Репутация Бедного оказалась непоправимо запятнана провалом; реакция Булгакова наглядным образом показывает, что находившаяся в середине 1930 годов в неистовом смятении творческая интеллигенция, в конце концов, прозрев, правильно поняла направление нарождающегося курса. Через нескольких месяцев после запрета сатирической пьесы «Иван Васильевич» Булгаков обратился к воодушевляющим патриотическим темам из русского национального прошлого. Он пишет либретто к «Минину и Пожарскому», новой популистской опере, рассказывающей об изгнании польских захватчиков во времена Смуты. Стоило Булгакову и его жене узнать о том, как Бедный впал в немилость, драматург стал прилагать все усилия к тому, чтобы опера была поставлена как можно скорее. Прекрасно понимая, что русские народные герои сейчас в фаворе, Булгаков поспешил добавить в свой репертуар «Руслана», предложил еще одну оперу о Пугачеве и даже рассчитывал адаптировать «Жизнь за царя», оперу М. И. Глинки 1836 года, для постановки на советской сцене [338].
Хорошо известный своими непростыми отношениями с советскими театральными кругами, Булгаков удивил окружающих выбором тем. Поздравляя драматурга, приближенный Сталина М. А. Добраницкий самодовольно проворчал: «Ведь у нас с вами (то есть у партии и у драматурга Булгакова) оказались общие враги и, кроме того, есть и общая тема – “Родина”» [339]. В. Ф. Асафьев также с энтузиазмом встретил возникший у Булгакова интерес к патриотическим темам. Этот ленинградский композитор в конце 1936 года отправил Булгакову письмо, предложив ряд новых тем, от Петра Великого до Ивана Грозного.
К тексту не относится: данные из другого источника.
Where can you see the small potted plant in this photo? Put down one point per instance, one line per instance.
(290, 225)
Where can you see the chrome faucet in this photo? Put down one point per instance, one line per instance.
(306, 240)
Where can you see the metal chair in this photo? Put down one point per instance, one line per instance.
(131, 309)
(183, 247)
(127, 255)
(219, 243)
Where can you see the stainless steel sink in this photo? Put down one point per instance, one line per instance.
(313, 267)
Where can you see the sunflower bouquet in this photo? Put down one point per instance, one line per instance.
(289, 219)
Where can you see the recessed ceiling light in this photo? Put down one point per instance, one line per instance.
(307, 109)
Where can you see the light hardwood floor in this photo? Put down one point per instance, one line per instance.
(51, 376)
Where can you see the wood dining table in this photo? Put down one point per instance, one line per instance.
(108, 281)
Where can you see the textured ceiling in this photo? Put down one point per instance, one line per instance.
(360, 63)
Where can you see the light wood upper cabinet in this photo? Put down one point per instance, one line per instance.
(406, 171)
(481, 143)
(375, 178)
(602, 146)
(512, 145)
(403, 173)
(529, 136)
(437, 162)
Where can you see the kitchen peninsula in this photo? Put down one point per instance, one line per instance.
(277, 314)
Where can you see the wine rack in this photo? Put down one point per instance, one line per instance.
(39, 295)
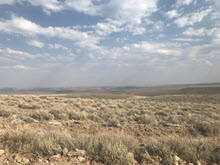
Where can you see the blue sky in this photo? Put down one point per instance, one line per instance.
(68, 43)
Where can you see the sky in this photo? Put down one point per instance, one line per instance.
(76, 43)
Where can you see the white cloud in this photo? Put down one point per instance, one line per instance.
(129, 11)
(57, 46)
(191, 19)
(108, 27)
(84, 6)
(188, 39)
(7, 2)
(213, 33)
(172, 14)
(25, 27)
(16, 54)
(17, 67)
(217, 3)
(47, 5)
(35, 43)
(180, 3)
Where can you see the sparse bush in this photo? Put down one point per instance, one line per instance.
(207, 129)
(188, 149)
(4, 113)
(110, 149)
(36, 141)
(42, 115)
(28, 106)
(147, 119)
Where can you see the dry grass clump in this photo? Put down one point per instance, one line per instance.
(110, 149)
(207, 128)
(41, 115)
(36, 141)
(4, 113)
(188, 149)
(28, 106)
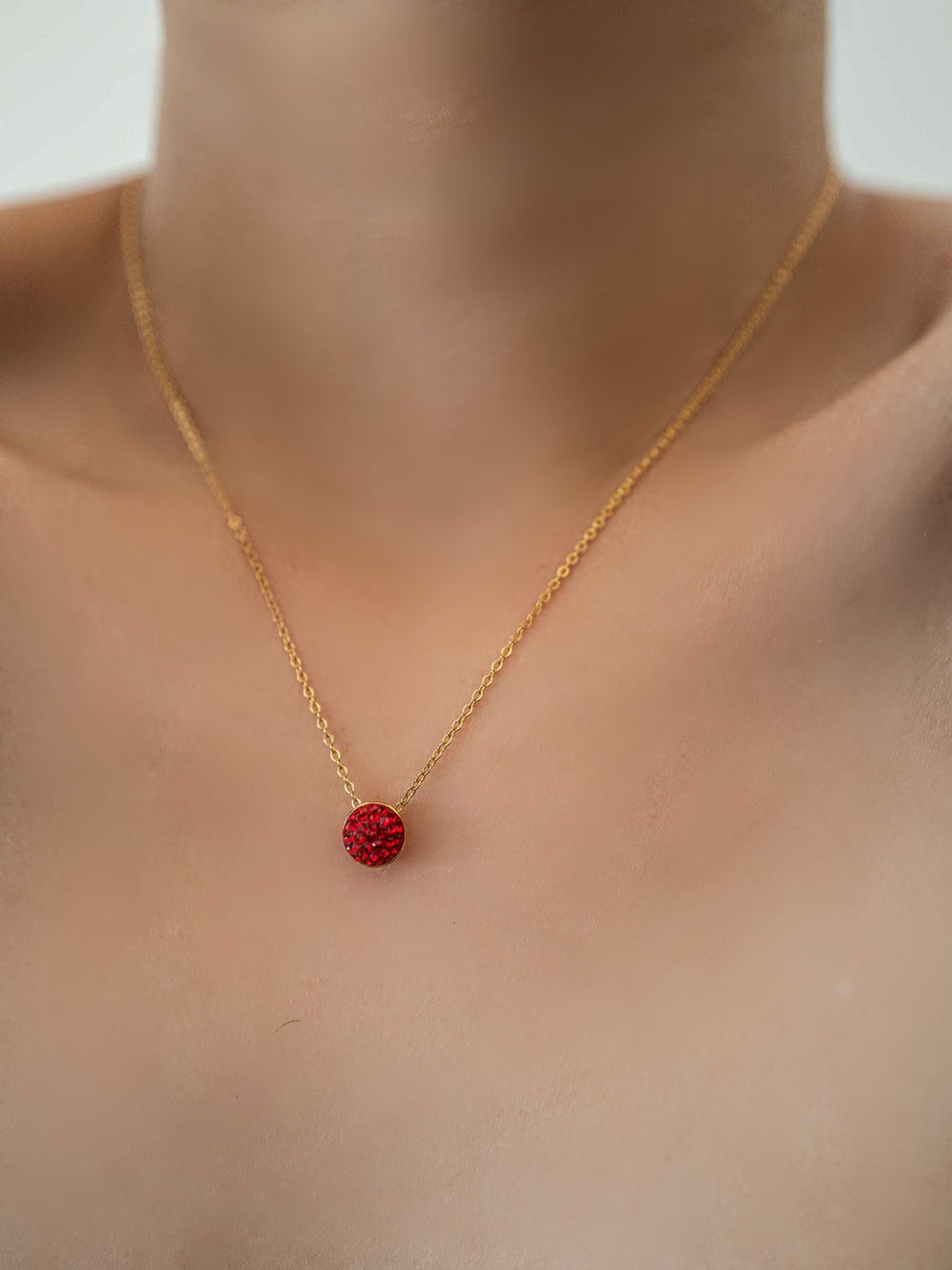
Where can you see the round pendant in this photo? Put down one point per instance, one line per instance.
(373, 835)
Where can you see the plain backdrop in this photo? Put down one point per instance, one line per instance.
(78, 87)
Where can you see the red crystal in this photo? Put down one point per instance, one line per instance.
(373, 835)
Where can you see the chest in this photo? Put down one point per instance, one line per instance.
(662, 977)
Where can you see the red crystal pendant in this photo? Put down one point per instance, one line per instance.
(373, 835)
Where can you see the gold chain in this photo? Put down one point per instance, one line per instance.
(178, 407)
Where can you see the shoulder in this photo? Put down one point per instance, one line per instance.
(59, 299)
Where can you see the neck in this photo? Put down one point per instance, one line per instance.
(410, 230)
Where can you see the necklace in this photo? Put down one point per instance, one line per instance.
(373, 832)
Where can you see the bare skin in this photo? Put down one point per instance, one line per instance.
(663, 978)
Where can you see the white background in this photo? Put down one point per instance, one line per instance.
(78, 86)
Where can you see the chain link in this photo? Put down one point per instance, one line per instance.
(179, 410)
Довольно путано и бессвязно объясняя свой интерес к беспримесно русскому, Асафьев писал: «Сюжет хочется такой, чтобы в нем пела и русская душевная боль, и русское до всего мира чуткое сердце, и русская философия жизни и смерти». И продолжал:
«Мне давно вся русская история представляется как великая оборонная трагедия, от которой и происходит извечное русское тягло. …Конечно, бывали просветы (Новгород и Ганза, Петр и Полтава, Александр I и Париж), … но и эти эпохи — мираж. Действительность с ее лозунгом "все на оборону" — иначе нам жить не дадут и обратят в Китай — вновь отрезвляли умы. …Трагедия жизни Пушкина, его "Мед[ный] всадник", Иван IV, жертвующий Новгородом; Екатерина II, жертвующая своими симпатиями к франц[узской] вольтер[ианской] культуре, а вместе и Радищевым, и Новиковым; Петр, жертвующий Алексеем … — все эти вариации одной и той же оборонной темы. Не отсюда ли идет и на редкость странное, пренебрежительное отношение русского народа к жизни и смерти и неимоверная расточительность всех жизненных сил?!» [340]
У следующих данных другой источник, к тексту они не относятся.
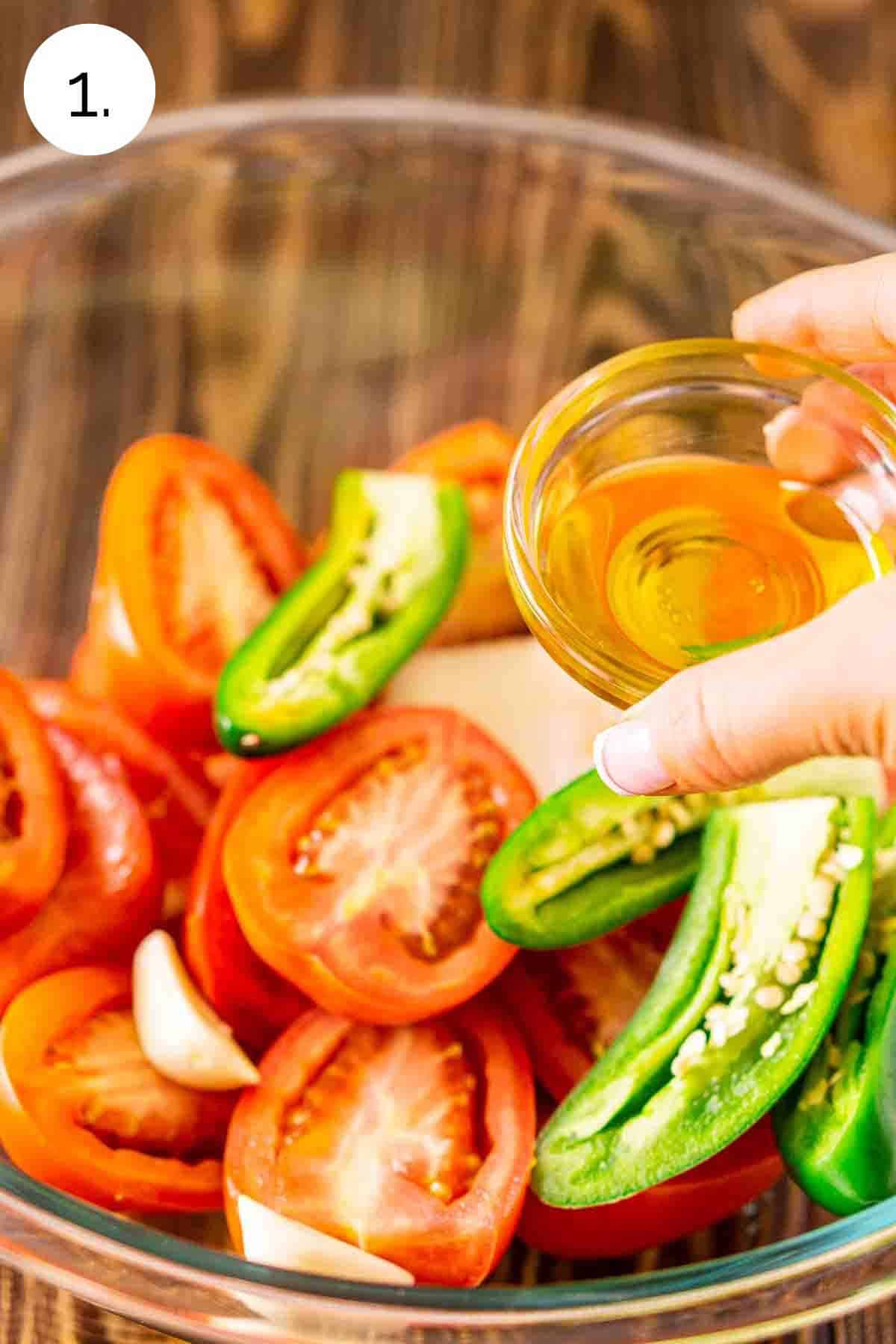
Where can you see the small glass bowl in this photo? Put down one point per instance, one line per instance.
(668, 399)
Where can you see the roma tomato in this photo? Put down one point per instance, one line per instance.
(573, 1003)
(696, 1199)
(176, 806)
(82, 1108)
(193, 550)
(413, 1142)
(477, 456)
(253, 999)
(109, 895)
(33, 809)
(355, 867)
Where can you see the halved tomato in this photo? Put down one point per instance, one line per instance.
(688, 1203)
(355, 867)
(245, 991)
(34, 827)
(413, 1142)
(573, 1003)
(82, 1108)
(175, 806)
(109, 895)
(193, 550)
(477, 456)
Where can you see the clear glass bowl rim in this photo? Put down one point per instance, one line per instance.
(566, 410)
(30, 181)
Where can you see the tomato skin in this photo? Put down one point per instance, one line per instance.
(477, 455)
(109, 895)
(349, 962)
(558, 1055)
(685, 1204)
(457, 1243)
(40, 1128)
(245, 991)
(31, 862)
(127, 655)
(178, 808)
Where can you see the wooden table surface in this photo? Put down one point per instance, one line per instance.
(805, 82)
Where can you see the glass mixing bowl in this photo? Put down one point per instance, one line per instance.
(319, 282)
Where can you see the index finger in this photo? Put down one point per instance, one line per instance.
(841, 314)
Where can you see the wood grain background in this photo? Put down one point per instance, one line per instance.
(809, 84)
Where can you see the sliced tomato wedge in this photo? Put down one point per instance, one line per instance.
(573, 1003)
(685, 1204)
(193, 550)
(34, 826)
(355, 867)
(109, 895)
(413, 1142)
(246, 992)
(477, 456)
(82, 1108)
(176, 806)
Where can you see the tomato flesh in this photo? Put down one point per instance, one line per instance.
(413, 839)
(84, 1110)
(33, 809)
(390, 1101)
(414, 1142)
(213, 588)
(573, 1003)
(597, 987)
(243, 989)
(120, 1097)
(109, 895)
(175, 804)
(354, 868)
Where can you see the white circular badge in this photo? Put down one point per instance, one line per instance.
(89, 89)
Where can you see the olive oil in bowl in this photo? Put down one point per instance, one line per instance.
(680, 558)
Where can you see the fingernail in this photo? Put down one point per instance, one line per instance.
(625, 759)
(780, 425)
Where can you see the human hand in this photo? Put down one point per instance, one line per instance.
(828, 687)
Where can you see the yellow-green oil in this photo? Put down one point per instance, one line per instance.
(688, 557)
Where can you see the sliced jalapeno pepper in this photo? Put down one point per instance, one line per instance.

Не воодушевившись унылым национализмом и ксенофобией Асафьева, Булгаков, тем не менее, воспользовался его советом насчет Петра Первого и начал работу над новым произведением в начале 1937 года. Однако, судя по всему, у Булгакова возникали проблемы с подгонкой своего творчества ко все более разраставшемуся руссоцентризму советского театрального мира; к тому же партийное руководство не раз настоятельно рекомендовало ему отбросить иносказания в своих работах [341]. Например в «Минине и Пожарском» польские захватчики были выведены недостаточно резко и негативно. Следующий пример хорошо показывает, насколько неопределенными были новые настроения: один из партийных функционеров, видимо, потеряв всякое терпение, сорвался: «Почему вы не любите русский народ?» [342].
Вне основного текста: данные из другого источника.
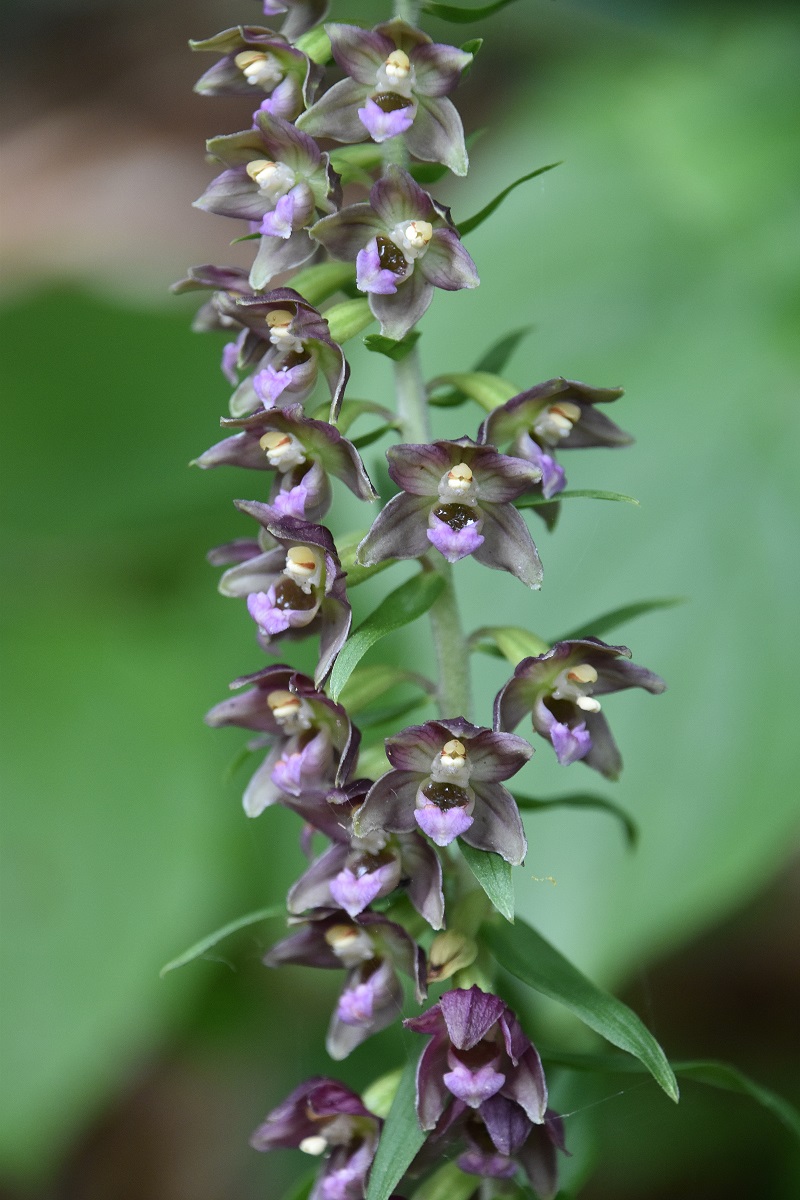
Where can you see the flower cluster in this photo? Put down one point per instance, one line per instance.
(392, 873)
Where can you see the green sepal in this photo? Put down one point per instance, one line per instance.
(584, 801)
(400, 1141)
(405, 604)
(533, 959)
(320, 282)
(388, 346)
(609, 621)
(483, 387)
(473, 222)
(494, 876)
(578, 493)
(511, 642)
(205, 943)
(458, 16)
(348, 318)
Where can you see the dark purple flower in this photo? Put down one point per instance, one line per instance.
(301, 453)
(354, 871)
(372, 949)
(479, 1057)
(558, 414)
(398, 82)
(403, 245)
(254, 63)
(324, 1117)
(446, 783)
(456, 496)
(313, 744)
(277, 178)
(296, 587)
(559, 689)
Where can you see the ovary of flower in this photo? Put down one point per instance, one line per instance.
(305, 567)
(259, 70)
(572, 683)
(282, 450)
(452, 765)
(292, 713)
(280, 324)
(555, 423)
(272, 179)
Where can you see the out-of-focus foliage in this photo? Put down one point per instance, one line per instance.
(662, 256)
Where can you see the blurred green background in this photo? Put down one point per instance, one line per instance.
(662, 256)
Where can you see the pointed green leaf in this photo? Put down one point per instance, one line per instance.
(480, 217)
(494, 876)
(459, 16)
(584, 801)
(511, 642)
(400, 607)
(348, 318)
(320, 282)
(533, 959)
(400, 1141)
(703, 1071)
(609, 621)
(205, 943)
(578, 493)
(388, 346)
(483, 387)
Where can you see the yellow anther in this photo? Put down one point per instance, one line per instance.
(582, 673)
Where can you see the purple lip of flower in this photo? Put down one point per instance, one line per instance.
(404, 246)
(456, 768)
(457, 496)
(559, 689)
(397, 83)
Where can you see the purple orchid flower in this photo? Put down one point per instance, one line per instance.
(558, 414)
(301, 453)
(313, 744)
(277, 178)
(479, 1059)
(559, 689)
(373, 949)
(354, 871)
(324, 1117)
(404, 245)
(446, 783)
(457, 497)
(294, 588)
(300, 16)
(398, 82)
(256, 61)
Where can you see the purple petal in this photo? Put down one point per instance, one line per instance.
(382, 126)
(446, 264)
(398, 532)
(441, 826)
(570, 743)
(507, 545)
(438, 135)
(371, 276)
(453, 544)
(497, 825)
(469, 1014)
(474, 1087)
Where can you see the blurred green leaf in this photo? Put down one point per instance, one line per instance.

Расстроившись из-за того, что его либретто к операм о Минине и Пожарском, а также о Петре Первом не был дан ход, Булгаков осенью 1937 года раздумывает, стоит ли переключиться на совершенно новые темы, касающиеся Отечественной войны 1812 года или Суворова [343]. Настойчивый интерес к русскому национальному прошлому в значительной степени характеризует советскую творческую интеллигенцию второй половины 1930 годов, несмотря на неудачные и впоследствии практически полностью забытые попытки Булгакова получить признание в качестве автора, пишущего на исторические темы. Более того, проект, в котором неудачливый драматург выступил в качестве литературного поденщика, — постановка оперы Глинки «Жизнь за царя» с либретто C.M. Городецкого, — была горячо принята в феврале 1939 года 3[344]. Действие оперы, получившей название «Иван Сусанин», разворачивается вокруг одноименного героя, полумифического крестьянина-партизана, который завел отряд поляков в лес и отказался указать верный путь к селу, где скрывался царь Михаил Федорович. Наибольший интерес представляет то, как описала главного героя этой предсказуемо прорусской, антипольской оперы «Литературная газета»: «Иван Сусанин — не конкретный, бытовой тип. Это — собирательный образ. И потому совершенно не важно, костромской ли он крестьянин, какой у него говорок и какой у него костюм. Важно показать, что Сусанины были, есть и всегда будут жить в великом русском народе, во все времена и на всем протяжении русской земли». Непонятным остается упорство, с которым «Литературная газета» настаивает на том, что любовь Сусанина к родине должна пониматься как любовь исключительно русского человека, а не как произрастающая из более общего чувства патриотизма или классового сознания [345]. Но по крайней мере, главным героем «Ивана Сусанина» был человек низкого происхождения. Другие театральные постановки конца 1930 годов — начиная с «Богдана Хмельницкого» А.Е. Корнейчука и заканчивая «1812» Соловьева — воскрешали личности из истории Российского государства, начисто не вписывающиеся в марксистские идеологические догматы. Еще до 1941 года ленинградский рабочий Георгий Кулагин в связи с появлением таких новых произведениях в этом жанре, как «Суворов», «Кутузов», «Адмирал Нахимов», запишет в своем дневнике следующее наблюдений «Заметно усилилась военно-патриотическая пропаганда», — даже не понимая, насколько нелепым является соединение советского патриотизма и героев царского времени [346].